Chevron’s 4Q: Don’t Panic, Next Year Will Be Better
To its credit, at least Chevron (NYSE:CVX) tried to take the bite out of its year-end results ahead of time. The oil and gas super major, the eleventh largest company in the world, reported in an interim update at the beginning of January telling investors that net liquids production fell in the fourth-quarter, and along with it, that earnings likely suffered.
On Friday, Chevron followed through, reporting fourth-quarter and full-year results that were pretty much exactly as bad as analysts expected. Fourth-quarter earnings fell 32 percent on the year to $4.9 billion, or $2.57 per diluted share, matching the mean analyst estimate — full-year earnings fell 18 percent to $21.4 billion, or $11.09 per diluted share, below the mean analyst estimate of $11.21 per share. Fourth-quarter sales and other operating revenues fell 3.6 percent to $54 billion — full-year revenues fell 4.5 percent to $220.16 billion, both lighter than the mean analyst estimate.
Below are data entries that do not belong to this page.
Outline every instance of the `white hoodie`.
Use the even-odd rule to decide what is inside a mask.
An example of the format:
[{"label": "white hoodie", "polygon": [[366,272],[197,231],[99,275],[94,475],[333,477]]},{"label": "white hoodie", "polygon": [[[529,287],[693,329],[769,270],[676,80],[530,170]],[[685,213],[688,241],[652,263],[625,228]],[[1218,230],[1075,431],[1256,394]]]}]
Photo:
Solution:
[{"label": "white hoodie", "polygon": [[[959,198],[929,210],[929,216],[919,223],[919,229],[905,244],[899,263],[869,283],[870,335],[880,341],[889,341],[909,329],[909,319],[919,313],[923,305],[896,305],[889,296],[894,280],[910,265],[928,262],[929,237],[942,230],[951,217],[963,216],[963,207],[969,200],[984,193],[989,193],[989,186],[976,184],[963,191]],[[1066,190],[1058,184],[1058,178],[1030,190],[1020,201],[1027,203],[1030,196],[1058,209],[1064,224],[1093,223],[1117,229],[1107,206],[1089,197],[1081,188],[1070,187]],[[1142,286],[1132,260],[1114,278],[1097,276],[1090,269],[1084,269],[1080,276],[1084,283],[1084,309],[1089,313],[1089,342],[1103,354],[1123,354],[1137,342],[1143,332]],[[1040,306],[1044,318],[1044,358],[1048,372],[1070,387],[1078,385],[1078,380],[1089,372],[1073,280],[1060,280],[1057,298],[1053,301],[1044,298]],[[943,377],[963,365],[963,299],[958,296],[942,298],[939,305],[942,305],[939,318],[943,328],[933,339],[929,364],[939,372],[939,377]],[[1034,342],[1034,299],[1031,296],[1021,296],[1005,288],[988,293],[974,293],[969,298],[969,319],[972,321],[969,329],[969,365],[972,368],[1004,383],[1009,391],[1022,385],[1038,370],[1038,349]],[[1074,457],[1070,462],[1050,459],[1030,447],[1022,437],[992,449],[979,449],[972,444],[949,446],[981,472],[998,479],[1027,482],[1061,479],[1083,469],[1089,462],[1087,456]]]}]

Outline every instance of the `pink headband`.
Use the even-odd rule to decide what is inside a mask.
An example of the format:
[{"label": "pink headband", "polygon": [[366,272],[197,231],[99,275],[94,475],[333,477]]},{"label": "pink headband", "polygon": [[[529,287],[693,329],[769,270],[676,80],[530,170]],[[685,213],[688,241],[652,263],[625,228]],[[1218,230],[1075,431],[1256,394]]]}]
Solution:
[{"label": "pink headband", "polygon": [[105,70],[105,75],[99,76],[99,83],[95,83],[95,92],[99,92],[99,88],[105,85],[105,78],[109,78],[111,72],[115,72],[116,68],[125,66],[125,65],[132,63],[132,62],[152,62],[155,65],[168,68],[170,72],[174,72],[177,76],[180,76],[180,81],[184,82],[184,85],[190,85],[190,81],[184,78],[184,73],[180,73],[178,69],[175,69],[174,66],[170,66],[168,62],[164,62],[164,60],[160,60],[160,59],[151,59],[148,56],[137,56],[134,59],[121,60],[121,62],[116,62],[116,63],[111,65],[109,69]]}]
“Global crude oil prices and refining margins were generally lower in 2013 than 2012,” commented Chair and CEO John Watson in the earnings report. “These conditions, as well as lower gains on asset sales and higher expenses, resulted in lower earnings.” Chevron reported an average U.S. sale price per barrel of crude oil and natural gas liquids of $90 in the fourth-quarter, down from $91 in the year-ago period — in the international market, a barrel of crude oil and natural gas liquids fetched $101, up from $100 in the year-ago period.
U.S. net oil-equivellant production fell 4 percent on the year to 650,000 barrels per day as production in the Marcellus Shale and Delaware Basin failed to totally offset “normal field declines” elsewhere. International net oil-equivellant production fell 3 percent to 1.93 million bpd, also due to normal field declines that outpaced production ramp-ups.